Photographer Robert Yasinsac, co-author along with Thomas Rinaldi of Hudson Valley Ruins: Forgotten Landmarks of an American Landscape, has photographed the Wyndclyffe site a number of times over the years. He wrote about Wyndclyffe in 1999 that, considering that the building had been exposed to the elements for more than 50 years, it remained “remarkably intact,” although the decay was worsening. “The eastern turret collapsed in 1998, and other sections have fallen since. Yet Wyndclyffe is still an imposing sight. It’s amazing that such a fascinating building has been left to ruin.”
Yasinsac’s description of Wyndclyffe in 1999 paints a vivid picture of both what it was then and what it once must have been: “Only the exterior walls still stand, allowing a glimpse of the interior. Several interior support columns stand amidst the debris. Fine wood panels still line the walls, and great sliding doors open to what was once the library. Stairways end in midair and continue somewhere else. There was an opening in the staircase above the first floor, which once allowed light in from a skylight, [but] its sideboards hang suspended in the air today. The skylight is still in place, but its windows have long been destroyed by vandals, or time.” In 2001, a section of the northwest corner of the mansion’s first floor collapsed into the basement.
Wyndclyffe was purchased in 2003. The new owner boarded up the windows and fenced off the property, announcing plans for restoration. But when Yasinsac wrote an update for the Hudson Valley Ruins website in 2007, nothing had yet been done to the house, although there were signs of movement outside. “Numerous trees surrounding the house have been cut down. The ground behind the house has been dug up with large earth-moving equipment. I can only speculate at the purpose of such work.”
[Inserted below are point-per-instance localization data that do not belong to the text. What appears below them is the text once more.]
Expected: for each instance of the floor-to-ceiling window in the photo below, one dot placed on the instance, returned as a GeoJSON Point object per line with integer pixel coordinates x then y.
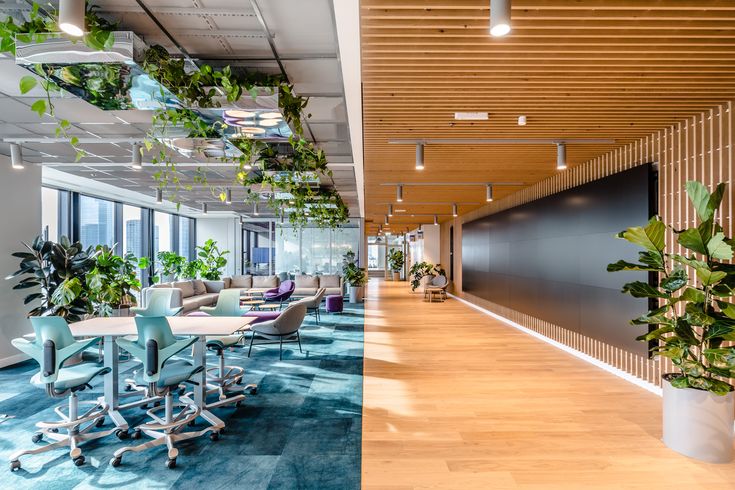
{"type": "Point", "coordinates": [96, 221]}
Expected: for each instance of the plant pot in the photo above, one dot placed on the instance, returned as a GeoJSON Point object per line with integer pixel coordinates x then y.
{"type": "Point", "coordinates": [697, 423]}
{"type": "Point", "coordinates": [355, 294]}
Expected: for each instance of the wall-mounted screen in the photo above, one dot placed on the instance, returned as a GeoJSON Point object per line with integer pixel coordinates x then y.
{"type": "Point", "coordinates": [548, 258]}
Yasinsac paid another visit to Wyndclyffe in the summer of 2016, noting that not only had there been no further developments, but also that “a small forest” had grown back where the trees had been cut down less than a decade earlier. He learned shortly afterward that the house and property were going up for sale again.
Wyndclyffe was sold at auction for $120,000 as part of a bankruptcy proceeding on September 21, 2016. As of January 3, 2017, the buyer has put the house and land at number 25 Wyndclyffe Court back up for sale at $289,000: more than was paid for it several months ago, but still less than its most recent assessed value of $312,900. The listing agent is Northern Dutchess Realty.
The cost of restoring Wyndclyffe Castle would be an enormous sum; it’s hard to imagine that its next owner will undertake such a venture. More likely is the prospect of demolition and the loss of this piece of Hudson Valley history. But it’s tempting to imagine what the house might be once restored, its spectacular views of the Hudson once again revealed.